Relationships between oceanic epizooplankton distributions and the seasonal deep chlorophyll maximum in the northwestern Atlantic Ocean
Academic Article
The potential significance of the Deep Chlorophyll Maximum (DCM) as a food resource
for pelagic food chains was studied in three hydrographic regimes of the Northwestern Atlantic
Ocean: the Slope Water, the Northern Sargasso Sea and a Gulf Stream cold core ring.
Samples for phytoplankton species, chlorophyll and related water chemistry were obtained
with a series of water bottle casts from the upper 200 m; microzooplankton and macrozooplankton
were also obtained in the upper 200 m with Clarke Bumpus (67 m mesh) and
MOCNESS (333 m mesh) net systems. Samples were obtained in the summer when the DCM
was well developed and in the fall when mixing had erased the DCM in most areas.
Total zooplankton biomass was significantly enhanced within depth intervals including or
adjacent to the seasonal thermocline in the three hydrographic areas. Hydrocast data show
the DCM in these regions was predictably associated with the seasonal thermocline. Thus
these data indicate zooplankton biomass was enhanced about the DCM when it was present.

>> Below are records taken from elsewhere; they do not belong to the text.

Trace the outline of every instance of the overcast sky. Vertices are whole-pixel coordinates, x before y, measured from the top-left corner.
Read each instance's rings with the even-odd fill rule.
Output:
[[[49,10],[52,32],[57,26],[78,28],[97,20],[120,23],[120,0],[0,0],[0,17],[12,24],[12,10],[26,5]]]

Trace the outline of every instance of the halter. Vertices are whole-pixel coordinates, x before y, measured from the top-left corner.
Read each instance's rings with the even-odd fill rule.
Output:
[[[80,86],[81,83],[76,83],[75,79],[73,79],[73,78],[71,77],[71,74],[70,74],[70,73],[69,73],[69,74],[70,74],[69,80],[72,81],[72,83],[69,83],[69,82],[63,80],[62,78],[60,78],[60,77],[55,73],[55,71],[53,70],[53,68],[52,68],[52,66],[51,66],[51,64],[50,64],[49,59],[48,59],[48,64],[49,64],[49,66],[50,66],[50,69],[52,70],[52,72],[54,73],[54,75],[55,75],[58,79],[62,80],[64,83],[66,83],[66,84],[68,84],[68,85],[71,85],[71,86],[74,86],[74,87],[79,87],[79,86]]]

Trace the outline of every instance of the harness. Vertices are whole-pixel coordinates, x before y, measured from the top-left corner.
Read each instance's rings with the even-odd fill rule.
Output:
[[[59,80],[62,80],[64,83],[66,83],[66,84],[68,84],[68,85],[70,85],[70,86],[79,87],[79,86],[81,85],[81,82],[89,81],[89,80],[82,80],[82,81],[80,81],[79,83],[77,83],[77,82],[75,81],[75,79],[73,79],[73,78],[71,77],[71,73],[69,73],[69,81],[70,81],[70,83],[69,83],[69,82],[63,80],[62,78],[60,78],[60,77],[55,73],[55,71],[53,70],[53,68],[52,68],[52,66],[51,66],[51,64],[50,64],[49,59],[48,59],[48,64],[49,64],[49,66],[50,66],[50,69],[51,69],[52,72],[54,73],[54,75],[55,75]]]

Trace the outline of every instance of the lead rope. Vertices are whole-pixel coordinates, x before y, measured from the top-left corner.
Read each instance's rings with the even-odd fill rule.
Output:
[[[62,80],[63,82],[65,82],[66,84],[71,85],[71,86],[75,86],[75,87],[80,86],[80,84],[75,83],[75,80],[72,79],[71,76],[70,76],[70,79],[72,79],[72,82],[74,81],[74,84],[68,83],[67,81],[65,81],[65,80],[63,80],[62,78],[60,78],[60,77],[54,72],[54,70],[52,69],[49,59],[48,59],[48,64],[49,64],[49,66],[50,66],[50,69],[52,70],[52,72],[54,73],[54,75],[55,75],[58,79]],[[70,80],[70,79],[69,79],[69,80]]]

In some cases, the zooplankton assemblage at DCM depths was distinguishable from those
both at deeper and more shallow depths and its composition appeared related to the food
available at DCM depths. Overall, in environments ranging from moderately rich near-shore
Slope Waters to the more oligotrophic open-ocean Sargasso Sea, our data suggest that the
DCM signals a depth zone of particularly intense trophic activity.